I had seen photographs of intense, fiery orange sunsets taken from there, but today the weather looked grey and stormy so dinner back at the lodge beckoned.

We gathered under umbrellas on the lodge's wooden deck to savour freshly baked bread, crayfish and mussels. Conversation with our fellow guests flowed late into the evening and the mainland seemed distant.

Cheeky kaka hopped on our heads and ran off with bottle tops, pieces of bread and hair ties, especially if they were shiny.

Kaka have always been inquisitive and covetous. Maori legend says the kaka tricked his cousin, the prettier, brighter-coloured kakariki, by telling him he would catch more insects and thrive if he were not so bright. So the kakariki gave the kaka his brilliant red feathers, now displayed under the kaka's wings.

We fell asleep to the sound of our co-travellers rustling in the forest, searching for nocturnal brown kiwi, and woke to a dawn chorus of hundreds of shrill birdcalls.

Sunday was lazy and relaxed. After a buffet breakfast with our kaka friends, we walked along steep and dangerous cliff edges to the south. Remains of old, cast-iron whaling pots looked like ancient witch's cauldrons.

My son and husband swam in the eerily clear water. Small fish swirled around my son's legs and he nearly stepped on an enormous white stingray and several opaque jellyfish.

Back at the lodge, one group had been weaving delicate, round flax flowers and plaited baskets on the deck. Others had kayaked around the edges of the island, and told of caves, rocks layered like geological trifles and little blue penguins.

I snapped pictures of black tui with billowy white beards on tall flax flowers, kaka perched with their heads cocked quizzically.

Takahe strutted with their peacock-coloured wings unfurled and a cornflower blue kokako stalked along a branch.

I pondered the island's legendary connection with the supernatural world and the spiritual strength a person can gain by visiting.

My soul certainly seemed to laugh and sing with the nearby tui, as we watched the world on the mainland together from our birds' paradise.



Getting there
Allow 45-60 minutes to drive from Wellington. Arrive at Kapiti Boating Club, Paraparaumu Beach, by 8.40am for a 9am launch departure, 3pm return. Licensed launch services are Kapiti Marine Charter phone (04) 297 2585, 025 424 850, 0800 433 779, or Kapiti Tours Ltd 0800 527 484. Cost: $35 adults, $20 children, under 5s free.

Access, permits and fees
A landing permit must be obtained from the Department of Conservation. Permits are not issued more than three months in advance. Permits cost $9 an adult and $4.50 a child. Only 50 permits a day are issued for the nature reserve, plus 18 a day for Kapiti Island Alive Lodge. Permits are arranged by Kapiti Island Alive for those staying overnight at the lodge. Day visitors should contact the Department of Conservation at (04) 472 7356.

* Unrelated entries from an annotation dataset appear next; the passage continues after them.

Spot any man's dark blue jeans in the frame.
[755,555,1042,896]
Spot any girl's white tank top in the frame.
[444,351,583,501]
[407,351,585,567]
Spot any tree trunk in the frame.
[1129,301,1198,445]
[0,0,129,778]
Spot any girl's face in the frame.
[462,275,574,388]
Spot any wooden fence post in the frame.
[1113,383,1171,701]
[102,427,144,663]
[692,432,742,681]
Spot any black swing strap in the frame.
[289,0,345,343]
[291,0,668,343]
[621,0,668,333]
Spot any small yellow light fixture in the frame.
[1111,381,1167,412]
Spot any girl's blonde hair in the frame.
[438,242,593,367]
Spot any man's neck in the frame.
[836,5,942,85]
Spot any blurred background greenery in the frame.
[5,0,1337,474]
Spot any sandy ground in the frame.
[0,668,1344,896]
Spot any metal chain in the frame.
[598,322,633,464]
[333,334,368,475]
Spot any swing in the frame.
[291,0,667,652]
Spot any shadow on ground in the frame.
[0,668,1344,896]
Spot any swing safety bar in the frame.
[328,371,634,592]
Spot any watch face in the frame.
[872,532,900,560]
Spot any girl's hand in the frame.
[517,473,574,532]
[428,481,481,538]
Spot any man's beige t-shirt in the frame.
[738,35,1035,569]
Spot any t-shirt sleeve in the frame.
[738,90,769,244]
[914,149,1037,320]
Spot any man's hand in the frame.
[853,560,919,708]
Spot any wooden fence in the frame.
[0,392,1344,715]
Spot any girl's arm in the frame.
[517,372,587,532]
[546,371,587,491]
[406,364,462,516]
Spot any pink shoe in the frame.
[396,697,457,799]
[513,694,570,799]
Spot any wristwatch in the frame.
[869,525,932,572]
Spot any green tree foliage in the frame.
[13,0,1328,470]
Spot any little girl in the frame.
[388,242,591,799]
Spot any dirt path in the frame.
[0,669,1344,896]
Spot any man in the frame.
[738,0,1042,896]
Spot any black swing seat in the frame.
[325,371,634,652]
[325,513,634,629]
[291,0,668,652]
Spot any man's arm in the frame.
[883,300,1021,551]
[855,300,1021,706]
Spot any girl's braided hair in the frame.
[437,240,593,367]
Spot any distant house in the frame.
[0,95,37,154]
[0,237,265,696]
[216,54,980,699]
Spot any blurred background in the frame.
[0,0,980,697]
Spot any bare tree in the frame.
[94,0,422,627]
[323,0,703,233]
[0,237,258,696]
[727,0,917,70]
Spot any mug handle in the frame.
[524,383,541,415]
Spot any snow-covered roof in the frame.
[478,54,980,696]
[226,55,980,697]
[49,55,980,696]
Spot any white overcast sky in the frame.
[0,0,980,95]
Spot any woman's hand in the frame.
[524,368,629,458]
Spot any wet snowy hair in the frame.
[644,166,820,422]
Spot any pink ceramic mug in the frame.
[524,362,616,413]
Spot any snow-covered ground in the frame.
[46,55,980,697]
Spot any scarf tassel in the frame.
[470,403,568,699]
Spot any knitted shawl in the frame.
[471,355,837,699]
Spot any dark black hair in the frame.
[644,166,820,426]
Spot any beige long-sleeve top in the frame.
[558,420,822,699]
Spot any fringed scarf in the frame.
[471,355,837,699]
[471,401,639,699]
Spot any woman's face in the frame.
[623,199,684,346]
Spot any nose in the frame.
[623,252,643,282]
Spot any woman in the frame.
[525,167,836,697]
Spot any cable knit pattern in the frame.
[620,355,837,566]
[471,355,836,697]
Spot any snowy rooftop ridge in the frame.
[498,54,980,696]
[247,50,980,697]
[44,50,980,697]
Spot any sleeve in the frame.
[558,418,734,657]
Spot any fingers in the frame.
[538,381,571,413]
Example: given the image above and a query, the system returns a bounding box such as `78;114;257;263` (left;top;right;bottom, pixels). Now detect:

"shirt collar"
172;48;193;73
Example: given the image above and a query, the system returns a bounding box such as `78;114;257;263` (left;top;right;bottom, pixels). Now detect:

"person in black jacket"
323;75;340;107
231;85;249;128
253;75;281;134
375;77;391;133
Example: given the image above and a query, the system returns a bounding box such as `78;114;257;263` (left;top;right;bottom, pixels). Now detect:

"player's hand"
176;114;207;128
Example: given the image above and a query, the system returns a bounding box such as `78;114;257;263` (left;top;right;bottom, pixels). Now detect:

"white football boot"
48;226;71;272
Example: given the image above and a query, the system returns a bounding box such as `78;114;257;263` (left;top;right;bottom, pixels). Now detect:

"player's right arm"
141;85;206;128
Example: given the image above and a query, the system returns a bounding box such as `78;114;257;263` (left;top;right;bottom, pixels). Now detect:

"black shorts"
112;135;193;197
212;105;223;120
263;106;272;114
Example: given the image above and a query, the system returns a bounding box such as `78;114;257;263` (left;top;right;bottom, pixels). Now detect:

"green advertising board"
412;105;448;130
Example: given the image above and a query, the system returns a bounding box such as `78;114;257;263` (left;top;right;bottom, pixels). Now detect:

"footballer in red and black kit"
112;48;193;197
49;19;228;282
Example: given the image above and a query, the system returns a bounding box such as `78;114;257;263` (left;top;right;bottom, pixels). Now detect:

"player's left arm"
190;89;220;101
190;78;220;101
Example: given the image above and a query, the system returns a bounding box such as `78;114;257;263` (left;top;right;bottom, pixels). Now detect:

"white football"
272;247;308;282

Department of Conservation is upgrading tracks on the northern end and building a paua-shaped shelter and toilets. A good-quality, easy-grade loop track is being built, plus a coastal track which will be open from April to the end of October.

Kapiti Island Alive Nature Lodge, contact John Barrett at (06) 364 8818, 025 288 3771.

Sea-Kayak Kapiti Island offers guided kayak trips for $125. Phone (04) 801 7549.

When to go
All year. In autumn and winter birds are not nesting so there is a better chance of seeing a wider range.